Saturday, December 5, 2009

Premium Increases, Administrative Costs, Pooling Risks...A Little Third-Party Validation

Toiling in the small group health insurance reform vineyards can be lonely work. In feverish debate over the "macro issues," very little attention is usually paid to the realities of the small business marketplace...even though it's widely agreed that small companies pay more money for less coverage, and for fewer of their employees, than do larger employers.

So it's interesting (though not always comforting) to see one's assumptions validated by outside experts. Here are three examples from over the past week or so...from a couple of authoritative sources.

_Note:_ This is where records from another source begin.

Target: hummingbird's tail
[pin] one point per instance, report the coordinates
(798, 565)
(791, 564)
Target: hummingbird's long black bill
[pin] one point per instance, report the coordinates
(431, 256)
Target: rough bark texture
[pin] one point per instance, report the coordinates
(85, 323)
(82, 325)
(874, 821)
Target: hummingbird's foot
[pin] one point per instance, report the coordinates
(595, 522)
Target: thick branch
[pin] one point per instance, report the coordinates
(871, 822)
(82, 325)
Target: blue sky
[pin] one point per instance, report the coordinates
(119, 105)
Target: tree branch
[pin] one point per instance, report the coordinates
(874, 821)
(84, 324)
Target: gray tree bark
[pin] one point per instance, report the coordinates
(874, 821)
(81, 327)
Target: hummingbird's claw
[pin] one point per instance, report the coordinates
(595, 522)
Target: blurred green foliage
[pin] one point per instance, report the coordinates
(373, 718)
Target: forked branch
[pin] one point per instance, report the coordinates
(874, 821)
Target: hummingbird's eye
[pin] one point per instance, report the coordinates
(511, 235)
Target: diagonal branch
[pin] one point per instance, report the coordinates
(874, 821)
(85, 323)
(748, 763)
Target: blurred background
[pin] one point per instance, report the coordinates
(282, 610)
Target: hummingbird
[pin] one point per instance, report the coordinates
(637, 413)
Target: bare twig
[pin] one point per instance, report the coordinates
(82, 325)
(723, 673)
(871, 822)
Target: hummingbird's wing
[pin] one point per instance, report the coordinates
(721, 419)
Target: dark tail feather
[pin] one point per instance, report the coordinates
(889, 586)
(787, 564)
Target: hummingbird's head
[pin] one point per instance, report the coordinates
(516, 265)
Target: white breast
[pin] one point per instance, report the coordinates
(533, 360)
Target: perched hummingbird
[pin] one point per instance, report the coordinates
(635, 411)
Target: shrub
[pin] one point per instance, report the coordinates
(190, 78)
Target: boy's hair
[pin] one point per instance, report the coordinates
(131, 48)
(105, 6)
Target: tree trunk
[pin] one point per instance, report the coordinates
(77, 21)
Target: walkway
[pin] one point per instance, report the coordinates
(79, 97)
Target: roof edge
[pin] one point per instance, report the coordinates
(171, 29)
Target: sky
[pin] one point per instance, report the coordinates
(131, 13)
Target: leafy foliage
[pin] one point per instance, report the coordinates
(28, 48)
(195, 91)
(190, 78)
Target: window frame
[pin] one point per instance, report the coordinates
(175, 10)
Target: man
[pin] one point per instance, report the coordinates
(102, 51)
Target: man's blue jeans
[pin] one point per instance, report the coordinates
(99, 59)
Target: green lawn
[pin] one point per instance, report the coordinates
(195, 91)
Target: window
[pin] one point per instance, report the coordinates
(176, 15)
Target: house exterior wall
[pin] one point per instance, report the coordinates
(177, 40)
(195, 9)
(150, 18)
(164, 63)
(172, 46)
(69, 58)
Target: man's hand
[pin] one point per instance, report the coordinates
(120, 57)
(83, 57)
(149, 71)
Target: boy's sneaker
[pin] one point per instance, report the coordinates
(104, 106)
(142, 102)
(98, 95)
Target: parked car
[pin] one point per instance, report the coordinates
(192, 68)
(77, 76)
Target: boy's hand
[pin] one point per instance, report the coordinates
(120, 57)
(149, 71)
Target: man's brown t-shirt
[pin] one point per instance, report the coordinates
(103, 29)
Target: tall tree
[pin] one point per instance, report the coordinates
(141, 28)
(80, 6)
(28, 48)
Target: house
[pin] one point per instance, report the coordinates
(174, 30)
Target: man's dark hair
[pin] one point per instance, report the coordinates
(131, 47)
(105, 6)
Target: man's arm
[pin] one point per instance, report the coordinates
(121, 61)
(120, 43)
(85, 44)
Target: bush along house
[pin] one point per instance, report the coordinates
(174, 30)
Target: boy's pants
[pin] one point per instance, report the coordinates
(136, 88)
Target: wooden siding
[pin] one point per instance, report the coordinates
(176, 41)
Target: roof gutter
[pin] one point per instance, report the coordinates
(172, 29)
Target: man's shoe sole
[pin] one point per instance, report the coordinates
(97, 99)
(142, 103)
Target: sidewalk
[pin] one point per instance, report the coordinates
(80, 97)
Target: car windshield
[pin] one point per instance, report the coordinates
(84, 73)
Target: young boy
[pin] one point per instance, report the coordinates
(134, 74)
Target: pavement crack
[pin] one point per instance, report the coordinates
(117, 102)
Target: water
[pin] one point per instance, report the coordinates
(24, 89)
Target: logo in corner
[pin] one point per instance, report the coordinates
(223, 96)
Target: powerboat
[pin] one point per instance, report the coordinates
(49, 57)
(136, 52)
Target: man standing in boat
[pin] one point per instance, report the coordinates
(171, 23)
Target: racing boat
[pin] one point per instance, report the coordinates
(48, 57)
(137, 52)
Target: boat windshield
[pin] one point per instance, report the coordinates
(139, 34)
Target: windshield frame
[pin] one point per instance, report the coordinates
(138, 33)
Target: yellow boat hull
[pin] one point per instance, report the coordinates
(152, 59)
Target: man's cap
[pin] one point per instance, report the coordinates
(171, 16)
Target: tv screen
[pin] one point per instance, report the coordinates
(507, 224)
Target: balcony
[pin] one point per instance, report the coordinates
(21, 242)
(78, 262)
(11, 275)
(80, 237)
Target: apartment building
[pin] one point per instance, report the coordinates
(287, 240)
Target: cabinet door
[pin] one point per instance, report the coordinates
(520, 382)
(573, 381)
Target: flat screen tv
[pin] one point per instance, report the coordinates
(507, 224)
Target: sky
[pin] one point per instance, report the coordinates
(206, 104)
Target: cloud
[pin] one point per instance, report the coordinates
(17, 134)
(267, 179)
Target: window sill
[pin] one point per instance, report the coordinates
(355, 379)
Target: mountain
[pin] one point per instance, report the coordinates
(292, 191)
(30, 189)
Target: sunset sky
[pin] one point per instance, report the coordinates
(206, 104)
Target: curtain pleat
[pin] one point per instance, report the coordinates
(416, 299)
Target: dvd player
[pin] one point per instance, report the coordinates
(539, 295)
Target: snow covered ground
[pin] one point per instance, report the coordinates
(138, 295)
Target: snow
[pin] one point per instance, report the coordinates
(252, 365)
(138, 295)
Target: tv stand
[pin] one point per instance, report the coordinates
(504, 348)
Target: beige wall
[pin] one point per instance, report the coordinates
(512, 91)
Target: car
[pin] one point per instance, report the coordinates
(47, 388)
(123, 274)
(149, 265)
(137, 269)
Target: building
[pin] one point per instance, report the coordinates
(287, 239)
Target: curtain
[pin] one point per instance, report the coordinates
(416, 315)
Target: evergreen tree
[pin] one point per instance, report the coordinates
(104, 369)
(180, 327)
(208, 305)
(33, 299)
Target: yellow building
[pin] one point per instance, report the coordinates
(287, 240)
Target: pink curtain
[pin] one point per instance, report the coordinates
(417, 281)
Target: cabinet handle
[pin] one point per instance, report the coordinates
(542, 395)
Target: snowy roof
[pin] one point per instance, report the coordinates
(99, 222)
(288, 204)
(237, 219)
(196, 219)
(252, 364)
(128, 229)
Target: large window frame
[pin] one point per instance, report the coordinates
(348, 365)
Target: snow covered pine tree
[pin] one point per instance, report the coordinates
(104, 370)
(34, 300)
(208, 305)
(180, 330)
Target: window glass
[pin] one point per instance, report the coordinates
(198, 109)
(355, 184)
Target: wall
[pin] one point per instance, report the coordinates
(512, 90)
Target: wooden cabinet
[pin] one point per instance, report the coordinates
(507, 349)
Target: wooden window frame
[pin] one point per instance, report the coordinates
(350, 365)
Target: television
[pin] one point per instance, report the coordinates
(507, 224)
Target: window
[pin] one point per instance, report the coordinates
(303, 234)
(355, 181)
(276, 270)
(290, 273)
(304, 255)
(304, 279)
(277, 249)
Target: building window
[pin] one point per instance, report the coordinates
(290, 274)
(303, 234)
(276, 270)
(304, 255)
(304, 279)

I wrote last week that there was very little in current heath insurance reform legislation which provided much hope that small businesses might expect to see the prices they pay for small group health coverage go down, or even see the rate of increase in their premium costs go down over time.

Last week Robert Pear, the veteran health policy writer for the New York Times, reported on the findings of the Congressional Budget Office (CBO) regarding the Senate's health care reform bill. You can read the article by clicking here:http://www.nytimes.com/2009/12/01/health/policy/01health.html?th&emc=th.

The analysis suggests that, while individuals purchasing coverage could see their premium expenses go down due to the bill's new federal subsidies (at a 10-year cost to taxpayers of over $450 billion), "for most people who get health insurance through employers — five-sixths of the total market — the budget office concluded that there would be little change in their premiums relative to the amounts projected under current law."

While the article touts this as a victory for supporters of the legislation, it just confirms the belief by many small business owners that, for all the furor about reducing health costs, the legislation before the Congress will have the net effect of, at best,costing them no more than if the Congress did nothing.

And the existence of new federal subsidies to enable some individuals to buy coverage 1) won't reduce the actual cost of their health coverage, just push some of the cost on to taxpayers, and 2) will have to be paid for somehow.

But, however nasty the reality of the situation might be, the analysis does validate my sense, from way over here in The Grass Roots Of America, that small business owners looking for benefits from this legislation will be waiting for a long time.

High among the many "opportunities for improvement" for real health insurance reform is a focus on reducing insurer administrative costs which, for small businesses and individuals, can run between 25 and 40 percent of premiums. The complexities entailed in dealing with the patchwork of private insurance plans and procedures is one of the issues discussed by leaders of the Cleveland Clinic in an article in the December 7th edition of Newsweek. Dr. Delos (Toby) Cosgrove, the Clinic's CEO, discusses the difficulties entailed in billing for procedures and wrestling with insurers to get paid. Though Dr. Cosgrove doesn't say so, Newsweek suggests that much of the complexity arises from the fact that "insurers count on rejecting a proportion of claims the first time they're submitted, delaying as long as possible the disbursement of actual cash."

The article says,"...if you're looking for "waste" in the health care system...defined as expenses which do not contribute directly to medical outcomes...a good place to look is the nation's cobbled-together system of competing private insurers." And Clinic Doctor Steve Nissen says simply, "the overhead for private insurers is 29 percent. For Medicare, it's 3 percent. If what's left over is what you can spend on patients, I think 97% is a much better deal."

Even if you don't buy the notion that Medicare administration is only 3 percent of claims costs (and for a number of government-accounting-related reasons, the number is low), the point should be well-taken. Small business owners and individuals are getting screwed on both ends: high administrative costs put a strain on the ability to pay for coverage, and the administrative cost burden gets passed along to hospitals and physicians, which raises the cost of health care for everyone.

As I've repeatedly written in this space, perhaps the only way to get control over administrative costs, and use those cost controls to combat the trend in premium increases, is to take steps to encourage the formation of large purchasing pools, which could negotiate with insurers on behalf of their participating members. With that in mind, it was encouraging to read this op-ed by Paul Starr, A Princeton professor of economics and public policy, who argues that the only real hope for substantive health insurance reform is to move up the reform timetable and take aggressive steps to create larger risk pools, within states if necessary, but preferably on a national scale, through the accelerated development of health insurance exchanges which are contained in both House and Senate bills. Read the article here: http://www.nytimes.com/2009/11/29/opinion/29starr.html?_r=1&emc=tnt&tntemail1=y. Starr says, among other things, "accelerating the timetable of reform ought to be a priority. Although the legislation calls for some important interim measures, the Senate bill defers opening the exchanges and extending coverage until 2014. By comparison, when Medicare was enacted in 1965, it went into effect the next year."

Skeptical small business owners need to hold their elected officials accountable, and have every right to ask the question of how all this sturm und drang will benefit them, specifically. And we can't afford to wait until governments to get around to developing co-operative approaches to reducing the cost of health insurance through group purchasing and administration. We know it works. We know it will be hard. But doing hard things is what entrepreneurs do.